Tout au long de ce parcours, Francesco Vezzoli, qui se reconnaît dans l’univers esthétique de Huysmans, intervient de manière modeste. Il place quelques-unes de ses broderies (en général des images de femmes célèbres sur lesquelles il rajoute des larmes), conçoit des espaces différents, bleu, rouge et noir, selon les ambiances ou évoque la maison de Des Esseintes qui fut elle-même recréée par un autre écrivain décadent de la même époque, Gabriele D’Annunzio. Mais à la fin, il n’y tient plus et place deux œuvres de grande dimension qui sont sa marque propre : d’une part une énorme tortue, sertie de pierres précieuses, qui renvoie à la tortue dont il est question dans A rebours et qu’il appelle malicieusement Tortue de soirée et d’autre part un immense triptyque qui porte le nom de Jésus-Christ Superstar et qui unit Huysmans et Grünewald dans un même geste baroque.
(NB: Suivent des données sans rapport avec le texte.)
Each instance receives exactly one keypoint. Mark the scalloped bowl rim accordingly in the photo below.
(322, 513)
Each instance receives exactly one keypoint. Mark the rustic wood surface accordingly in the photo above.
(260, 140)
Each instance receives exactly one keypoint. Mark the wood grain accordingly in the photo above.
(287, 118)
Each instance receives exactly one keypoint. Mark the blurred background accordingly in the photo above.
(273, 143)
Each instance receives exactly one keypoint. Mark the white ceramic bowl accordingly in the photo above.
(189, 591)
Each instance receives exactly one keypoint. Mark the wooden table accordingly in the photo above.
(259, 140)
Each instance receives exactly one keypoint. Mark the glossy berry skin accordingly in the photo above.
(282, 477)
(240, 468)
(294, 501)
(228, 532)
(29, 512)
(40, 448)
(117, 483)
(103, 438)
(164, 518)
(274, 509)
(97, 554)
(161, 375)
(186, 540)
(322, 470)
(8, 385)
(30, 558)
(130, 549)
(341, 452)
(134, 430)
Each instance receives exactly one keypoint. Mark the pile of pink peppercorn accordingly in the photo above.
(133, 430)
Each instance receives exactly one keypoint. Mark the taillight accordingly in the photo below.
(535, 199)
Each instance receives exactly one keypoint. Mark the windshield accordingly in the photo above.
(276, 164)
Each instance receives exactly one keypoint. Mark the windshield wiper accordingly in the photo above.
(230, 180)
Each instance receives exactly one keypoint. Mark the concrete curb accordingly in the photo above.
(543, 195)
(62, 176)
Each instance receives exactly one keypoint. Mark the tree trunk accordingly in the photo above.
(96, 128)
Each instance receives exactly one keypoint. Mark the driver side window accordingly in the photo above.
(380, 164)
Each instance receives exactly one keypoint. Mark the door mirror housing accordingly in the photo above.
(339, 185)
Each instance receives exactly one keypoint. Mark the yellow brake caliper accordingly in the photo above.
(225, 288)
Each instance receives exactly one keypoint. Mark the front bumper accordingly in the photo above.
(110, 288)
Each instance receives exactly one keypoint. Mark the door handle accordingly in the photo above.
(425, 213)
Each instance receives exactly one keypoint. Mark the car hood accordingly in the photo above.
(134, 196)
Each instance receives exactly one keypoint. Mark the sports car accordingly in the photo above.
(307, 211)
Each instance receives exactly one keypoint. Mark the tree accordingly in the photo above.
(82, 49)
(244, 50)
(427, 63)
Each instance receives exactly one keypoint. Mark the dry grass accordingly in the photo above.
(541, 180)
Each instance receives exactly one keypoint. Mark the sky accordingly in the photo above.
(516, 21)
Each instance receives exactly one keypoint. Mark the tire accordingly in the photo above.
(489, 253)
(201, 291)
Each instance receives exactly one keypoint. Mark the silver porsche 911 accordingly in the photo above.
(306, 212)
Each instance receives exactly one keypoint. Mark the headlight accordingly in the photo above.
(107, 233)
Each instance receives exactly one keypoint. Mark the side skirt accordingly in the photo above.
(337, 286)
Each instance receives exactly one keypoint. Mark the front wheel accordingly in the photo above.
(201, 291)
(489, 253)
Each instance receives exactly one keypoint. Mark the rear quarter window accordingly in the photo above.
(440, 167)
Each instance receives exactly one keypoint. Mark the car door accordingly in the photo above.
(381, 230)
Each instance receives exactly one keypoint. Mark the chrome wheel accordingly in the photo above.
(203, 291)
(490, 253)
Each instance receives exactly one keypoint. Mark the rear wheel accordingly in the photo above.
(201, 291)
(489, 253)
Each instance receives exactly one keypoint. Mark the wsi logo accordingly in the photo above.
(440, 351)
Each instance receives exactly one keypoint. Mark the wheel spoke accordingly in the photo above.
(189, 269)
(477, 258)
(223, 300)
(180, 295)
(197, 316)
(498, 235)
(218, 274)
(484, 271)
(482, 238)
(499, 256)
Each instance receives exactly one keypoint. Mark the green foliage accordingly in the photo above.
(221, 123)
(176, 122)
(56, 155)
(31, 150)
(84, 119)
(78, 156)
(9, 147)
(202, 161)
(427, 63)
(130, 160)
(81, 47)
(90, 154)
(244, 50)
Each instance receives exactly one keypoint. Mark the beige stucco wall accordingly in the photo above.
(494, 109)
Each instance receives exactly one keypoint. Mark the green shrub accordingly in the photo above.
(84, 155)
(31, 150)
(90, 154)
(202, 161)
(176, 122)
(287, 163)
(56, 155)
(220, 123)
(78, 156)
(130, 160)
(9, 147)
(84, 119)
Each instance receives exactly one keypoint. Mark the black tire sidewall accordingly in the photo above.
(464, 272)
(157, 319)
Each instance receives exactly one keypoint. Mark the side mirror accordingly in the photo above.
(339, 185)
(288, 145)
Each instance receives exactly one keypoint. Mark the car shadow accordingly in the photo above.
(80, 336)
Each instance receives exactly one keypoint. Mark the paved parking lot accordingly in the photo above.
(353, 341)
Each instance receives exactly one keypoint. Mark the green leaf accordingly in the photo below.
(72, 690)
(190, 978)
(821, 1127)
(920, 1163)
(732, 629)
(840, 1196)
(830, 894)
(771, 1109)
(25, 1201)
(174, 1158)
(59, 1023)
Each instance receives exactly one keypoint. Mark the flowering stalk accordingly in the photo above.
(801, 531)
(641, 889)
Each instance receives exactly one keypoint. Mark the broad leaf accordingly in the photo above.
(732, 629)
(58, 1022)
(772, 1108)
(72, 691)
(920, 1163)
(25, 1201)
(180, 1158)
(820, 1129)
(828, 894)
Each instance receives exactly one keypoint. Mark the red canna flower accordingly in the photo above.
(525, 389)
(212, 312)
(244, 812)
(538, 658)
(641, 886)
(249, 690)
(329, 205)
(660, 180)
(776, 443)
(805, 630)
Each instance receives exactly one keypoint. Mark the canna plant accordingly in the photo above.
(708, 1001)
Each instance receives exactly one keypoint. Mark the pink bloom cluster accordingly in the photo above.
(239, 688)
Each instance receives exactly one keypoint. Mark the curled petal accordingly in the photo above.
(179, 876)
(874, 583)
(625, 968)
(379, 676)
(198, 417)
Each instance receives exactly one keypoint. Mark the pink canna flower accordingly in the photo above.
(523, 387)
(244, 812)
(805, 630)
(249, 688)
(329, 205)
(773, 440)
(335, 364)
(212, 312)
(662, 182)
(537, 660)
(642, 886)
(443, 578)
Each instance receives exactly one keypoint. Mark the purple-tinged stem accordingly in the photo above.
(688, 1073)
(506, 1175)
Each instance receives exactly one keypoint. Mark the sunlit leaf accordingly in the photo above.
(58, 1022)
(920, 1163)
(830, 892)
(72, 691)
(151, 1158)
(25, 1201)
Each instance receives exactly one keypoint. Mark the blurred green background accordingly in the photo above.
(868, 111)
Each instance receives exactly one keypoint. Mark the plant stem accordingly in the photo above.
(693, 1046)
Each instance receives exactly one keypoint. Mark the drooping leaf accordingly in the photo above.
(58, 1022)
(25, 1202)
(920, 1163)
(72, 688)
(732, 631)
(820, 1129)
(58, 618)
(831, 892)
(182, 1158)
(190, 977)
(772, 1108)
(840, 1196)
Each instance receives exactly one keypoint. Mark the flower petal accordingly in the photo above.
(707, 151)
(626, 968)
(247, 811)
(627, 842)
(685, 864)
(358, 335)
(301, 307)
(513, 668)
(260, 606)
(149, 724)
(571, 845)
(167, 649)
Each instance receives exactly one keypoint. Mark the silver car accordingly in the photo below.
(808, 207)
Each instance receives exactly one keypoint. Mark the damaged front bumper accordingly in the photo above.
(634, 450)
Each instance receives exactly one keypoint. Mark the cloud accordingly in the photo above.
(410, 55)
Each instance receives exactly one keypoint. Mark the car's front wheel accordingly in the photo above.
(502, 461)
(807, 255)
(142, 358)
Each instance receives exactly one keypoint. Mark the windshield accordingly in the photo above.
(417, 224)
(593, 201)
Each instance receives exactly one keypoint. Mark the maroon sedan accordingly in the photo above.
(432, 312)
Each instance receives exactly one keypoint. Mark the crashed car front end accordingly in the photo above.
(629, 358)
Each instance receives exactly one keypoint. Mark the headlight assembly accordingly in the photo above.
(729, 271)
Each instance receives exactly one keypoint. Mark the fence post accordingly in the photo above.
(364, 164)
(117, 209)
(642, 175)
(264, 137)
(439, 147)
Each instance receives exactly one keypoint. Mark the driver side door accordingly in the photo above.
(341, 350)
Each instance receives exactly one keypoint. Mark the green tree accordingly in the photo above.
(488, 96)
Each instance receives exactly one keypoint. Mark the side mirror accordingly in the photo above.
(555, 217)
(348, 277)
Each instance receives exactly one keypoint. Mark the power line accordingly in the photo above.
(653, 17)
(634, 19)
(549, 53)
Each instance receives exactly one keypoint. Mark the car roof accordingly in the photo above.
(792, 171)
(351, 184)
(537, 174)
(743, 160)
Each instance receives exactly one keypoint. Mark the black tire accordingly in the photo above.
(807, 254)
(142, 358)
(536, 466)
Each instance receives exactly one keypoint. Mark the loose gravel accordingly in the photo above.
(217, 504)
Avec Francesco Vezzoli, le camp n’est jamais loin, mais la culture et la dérision non plus.
– LUX S.1003 334 de Christodoulos Panayiotou, jusqu’au 19 janvier, la performance Dying on stage aura lieu samedi 14 décembre à 13h30 à l’Auditorium
–Huysmans, de Degas à Grünewald, sous le regard de Francesco Vezzoli, jusqu’au 1er mars
Musée d’Orsay, 1 rue de la Légion d’Honneur 75007 Paris (www.musee-orsay.fr)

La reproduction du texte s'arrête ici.